Jesus didn’t go by the adage, ‘he travels fastest who travels alone’. He was almost always to be found at the centre of a group, whether just his own 12 disciples or, as in Luke 8, a more extended company.
For me, one of the interesting features is not the number, but the composition – ‘many women’. At least one of these was a married woman. She was only obeying Jesus’ own command to leave her family behind to follow him. It is what he asks of all who wish to throw their lot in with his; it is what he asks of us. Our loved ones are to move into second place, behind our Lord.
When my father died, we discovered a letter he had written to us, the family. In it, he expressed his love for us, something a Lewisman of his generation would never verbalise. I don’t for one minute believe, however, that he thought we doubted his feelings for us.
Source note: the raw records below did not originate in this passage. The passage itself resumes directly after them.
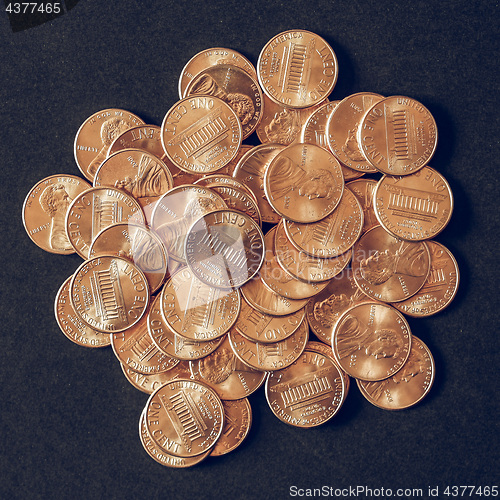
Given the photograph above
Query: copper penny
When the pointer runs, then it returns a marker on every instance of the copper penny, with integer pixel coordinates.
(225, 248)
(184, 417)
(250, 171)
(304, 183)
(398, 135)
(195, 310)
(138, 173)
(309, 392)
(270, 356)
(408, 386)
(282, 125)
(297, 68)
(371, 341)
(149, 383)
(201, 134)
(176, 211)
(303, 266)
(314, 131)
(45, 209)
(342, 128)
(172, 344)
(148, 138)
(219, 180)
(387, 268)
(237, 199)
(414, 207)
(279, 280)
(110, 294)
(71, 325)
(213, 57)
(161, 456)
(236, 88)
(440, 287)
(266, 328)
(363, 190)
(137, 243)
(134, 347)
(324, 309)
(226, 374)
(237, 423)
(332, 236)
(96, 135)
(95, 209)
(143, 137)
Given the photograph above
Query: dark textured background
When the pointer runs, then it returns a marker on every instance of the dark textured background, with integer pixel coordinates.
(68, 418)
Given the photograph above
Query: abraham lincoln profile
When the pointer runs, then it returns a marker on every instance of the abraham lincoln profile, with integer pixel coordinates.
(287, 176)
(110, 130)
(355, 336)
(55, 201)
(242, 104)
(409, 259)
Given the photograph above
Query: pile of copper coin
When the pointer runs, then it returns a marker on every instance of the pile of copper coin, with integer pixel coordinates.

That was not the purpose of the letter.
He told us what we already knew, that we had been so happy together that two lifetimes would still not be enough time.
Yet, he added that he was content to go to be with Christ, which is far better.
In one sense, this is an example of a father putting Christ before his family. But, in another, it is an illustration of that great Christlikeness which is the fruit of faith. He was using his love for us in the service of a greater love: he was saying, ‘you know how we feel about one another; well, here is something far more to be desired’.
He used this last communication to us as a witness for his Lord.
Leaving your family to be with Christ is not the cold sacrifice that it may sound. In fact, it can be a far greater act of love than remaining in the place where they are.